If you are using a single agent to run multiple tasks, choose Queueing to make the tasks run in series (first in, first out). For more information, see Queueing task executions.

Tags and logging options

You can add one or more tags to a DataSync task. A tag is a key-value pair that is associated with the task. You can also choose logging options to have DataSync publish logs for individual files or objects to the CloudWatch log group that you specify. Tags and logging options are as follows:

  • In the Tags - optional section, enter Key and Value to tag your task. A tag is a key-value pair that helps you manage, filter, and search for your tasks. We recommend that you create a name tag for your task.

  • Choose Task logging - optional to have DataSync publish logs for individual files or objects to the CloudWatch log group that you specify.

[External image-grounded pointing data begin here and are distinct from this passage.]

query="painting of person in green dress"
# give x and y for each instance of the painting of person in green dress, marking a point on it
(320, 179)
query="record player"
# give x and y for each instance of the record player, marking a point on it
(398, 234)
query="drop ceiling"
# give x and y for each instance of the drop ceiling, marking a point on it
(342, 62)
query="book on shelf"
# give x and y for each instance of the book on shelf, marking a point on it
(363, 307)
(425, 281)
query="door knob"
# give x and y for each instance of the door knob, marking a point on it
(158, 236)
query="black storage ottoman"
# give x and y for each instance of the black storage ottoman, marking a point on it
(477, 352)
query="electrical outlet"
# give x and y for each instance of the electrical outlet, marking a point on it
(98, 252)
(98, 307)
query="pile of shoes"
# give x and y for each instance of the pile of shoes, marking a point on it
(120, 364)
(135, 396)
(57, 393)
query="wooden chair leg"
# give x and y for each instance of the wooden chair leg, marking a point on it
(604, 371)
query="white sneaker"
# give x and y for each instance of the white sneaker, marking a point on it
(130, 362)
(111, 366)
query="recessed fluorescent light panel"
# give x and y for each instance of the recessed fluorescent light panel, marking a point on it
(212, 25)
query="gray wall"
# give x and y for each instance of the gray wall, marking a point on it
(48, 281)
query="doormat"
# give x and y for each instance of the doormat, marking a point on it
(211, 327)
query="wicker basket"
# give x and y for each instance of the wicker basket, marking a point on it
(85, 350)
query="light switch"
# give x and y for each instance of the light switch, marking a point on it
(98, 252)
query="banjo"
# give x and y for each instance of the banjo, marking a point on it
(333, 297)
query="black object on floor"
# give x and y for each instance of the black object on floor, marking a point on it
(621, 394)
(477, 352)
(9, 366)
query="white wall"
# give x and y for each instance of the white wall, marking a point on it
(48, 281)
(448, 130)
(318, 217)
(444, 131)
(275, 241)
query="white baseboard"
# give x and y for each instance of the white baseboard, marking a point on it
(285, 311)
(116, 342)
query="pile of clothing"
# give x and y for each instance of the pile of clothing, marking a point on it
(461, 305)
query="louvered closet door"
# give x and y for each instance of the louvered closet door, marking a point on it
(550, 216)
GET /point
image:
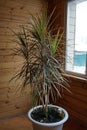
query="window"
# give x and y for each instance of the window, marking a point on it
(76, 33)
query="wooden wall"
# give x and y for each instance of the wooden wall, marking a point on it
(13, 13)
(75, 103)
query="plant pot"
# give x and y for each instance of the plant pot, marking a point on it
(48, 126)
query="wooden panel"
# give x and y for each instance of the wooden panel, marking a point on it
(13, 13)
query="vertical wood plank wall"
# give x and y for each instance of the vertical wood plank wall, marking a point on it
(12, 14)
(75, 103)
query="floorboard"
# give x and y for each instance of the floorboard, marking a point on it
(22, 123)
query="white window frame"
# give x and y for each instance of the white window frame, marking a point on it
(70, 41)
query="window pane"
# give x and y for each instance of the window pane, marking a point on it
(76, 37)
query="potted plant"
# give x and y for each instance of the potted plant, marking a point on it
(42, 72)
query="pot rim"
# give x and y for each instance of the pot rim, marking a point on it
(49, 124)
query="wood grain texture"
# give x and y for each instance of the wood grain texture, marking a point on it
(22, 123)
(13, 14)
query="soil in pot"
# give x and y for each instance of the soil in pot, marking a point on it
(53, 115)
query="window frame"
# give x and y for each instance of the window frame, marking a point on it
(72, 73)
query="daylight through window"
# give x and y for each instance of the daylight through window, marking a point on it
(76, 43)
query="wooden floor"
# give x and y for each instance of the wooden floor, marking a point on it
(22, 123)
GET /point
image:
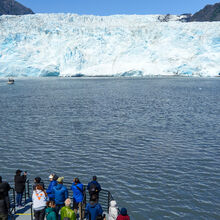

    To upload logs to your CloudWatch log group, DataSync requires a resource policy that grants sufficient permissions. If you don't have a policy in the current Region, a check box appears so that you can create the required policy automatically. For an example of such a policy, see Allowing DataSync to upload logs to Amazon CloudWatch log groups.

    For more information about using log groups and streams, see Working with Log Groups and Log Streams in the Amazon CloudWatch Logs User Guide.

    Use the Log level option to set the level of detail that is logged to CloudWatch Logs. Log level options include the following:

    • Choose Log basic information such as transfer errors to publish only basic information (such as transfer errors) to CloudWatch.

    • Choose Log all transferred objects, files, and folders to publish log records to CloudWatch Logs for all files or objects that the task copies and integrity checks.

    • Choose Do not send logs to CloudWatch if you don't want DataSync logs to be published to CloudWatch.

Choose Next to open the Review page.